Paul tucks into Another (Battered) Haggis and Chips in Wick

There is very little to see on that final bit of the journey up to the End of the Earth and the fading light made it all the more bleak.  I’m sure it’s nice up there on a nice day, but in the (semi) dark, wind and rain, it’s not the greatest of spectacles.  We continued up what was now the A99, as we’d left the A9 between Helmsdale and Wick.  And mileage checks suggested we were within the last ten miles.  We could soon see the village around John O’Groats in the distance, but we’d need to go a bit further than that to get to the official markers.  The journey became more pleasant again, despite the conditions, as we realised that we were soon to accomplish what we set out to do ten days before.  We actually started to enjoy the last few miles even though it was still hard.  On reflection, I would have been better kitted out for night riding, if I’d have known we were going to do this before I left Preston.  I had no lights proper, just the hi-viz raincoat and a number of flashing LED reflective armbands.  There was very little traffic, but I would have preferred to be a lot more visible.

Well into the Evening (circa 9 pm), we were Finally There!

John O'Groats - The First and Last in Scotland

We've Finally Made it - Paul by the John O'Groats Sign

Slightly Worse for Wear - Ash by the John O'Groats Sign

Wot no Sign? - We were Slightly Disappointed that there was no Official Sign

Paul Checks in With the Wife - "We've Done it Love - See You Soon"

The Bikes - Probably Glad it was the End Too!

We finished basking in our glory and decided we better get going before the cold set in and to ensure that everything was OK with the hotel reservation in Wick.  The journey back to Wick was much easier and with the tailwind we managed it in record time.  Seventeen miles in an hour with the luggage was unusually fast for us, but we were on a bit of a high and keen to get back to civilisation.
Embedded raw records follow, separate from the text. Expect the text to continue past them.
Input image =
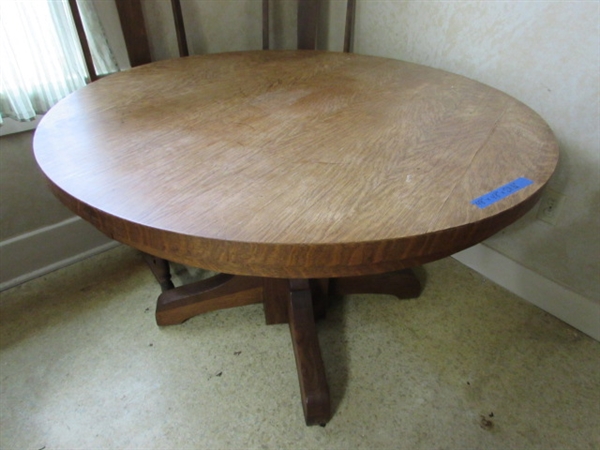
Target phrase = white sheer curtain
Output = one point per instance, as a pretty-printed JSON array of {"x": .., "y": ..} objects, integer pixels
[{"x": 41, "y": 59}]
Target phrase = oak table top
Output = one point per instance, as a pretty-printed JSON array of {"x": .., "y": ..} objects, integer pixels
[
  {"x": 296, "y": 174},
  {"x": 293, "y": 164}
]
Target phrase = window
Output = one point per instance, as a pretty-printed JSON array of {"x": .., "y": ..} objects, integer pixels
[{"x": 42, "y": 60}]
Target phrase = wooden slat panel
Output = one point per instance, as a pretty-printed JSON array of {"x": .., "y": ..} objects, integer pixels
[
  {"x": 134, "y": 31},
  {"x": 308, "y": 17},
  {"x": 348, "y": 31},
  {"x": 179, "y": 28},
  {"x": 85, "y": 47}
]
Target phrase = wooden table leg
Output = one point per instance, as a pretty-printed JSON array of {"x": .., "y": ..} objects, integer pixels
[
  {"x": 311, "y": 371},
  {"x": 161, "y": 271},
  {"x": 402, "y": 284},
  {"x": 219, "y": 292},
  {"x": 295, "y": 301}
]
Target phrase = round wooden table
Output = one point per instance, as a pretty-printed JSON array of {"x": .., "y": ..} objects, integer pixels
[{"x": 296, "y": 175}]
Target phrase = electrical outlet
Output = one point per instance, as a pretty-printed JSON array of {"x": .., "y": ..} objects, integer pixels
[{"x": 550, "y": 206}]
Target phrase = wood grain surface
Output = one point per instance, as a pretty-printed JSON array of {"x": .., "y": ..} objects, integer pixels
[{"x": 293, "y": 164}]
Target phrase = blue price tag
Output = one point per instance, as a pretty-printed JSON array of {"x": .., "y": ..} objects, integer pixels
[{"x": 504, "y": 191}]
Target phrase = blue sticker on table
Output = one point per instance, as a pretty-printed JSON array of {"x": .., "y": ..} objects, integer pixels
[{"x": 503, "y": 191}]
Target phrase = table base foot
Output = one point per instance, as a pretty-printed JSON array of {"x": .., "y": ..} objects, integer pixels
[{"x": 311, "y": 370}]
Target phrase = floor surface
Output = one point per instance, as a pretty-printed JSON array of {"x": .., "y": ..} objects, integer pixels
[{"x": 465, "y": 366}]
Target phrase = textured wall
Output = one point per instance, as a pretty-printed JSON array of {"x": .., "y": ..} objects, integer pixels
[
  {"x": 547, "y": 55},
  {"x": 25, "y": 202}
]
Fortunately everything was OK at the hotel and we checked in OK, although it was well after 10pm by now.  A porter found us a suitable indoor location, down one of the corridors, to park the bikes and we went to remove the layers of lycra for the very last time.  As it was now pretty late we’d run out of dining options.  Paul wasn’t too bad off the back of his haggis and chips, but I needed to eat again.   The hotel had stopped serving meals and there wasn’t too much on offer now in Wick.  I think there was a curry hose open, but Paul didn’t fancy it.  We went back to the Hotel and the night porter kindly offered to rustle up some sandwiches for me.  We had a couple of quite celebratory drinks and relaxed in the knowledge that all our pedalling was done.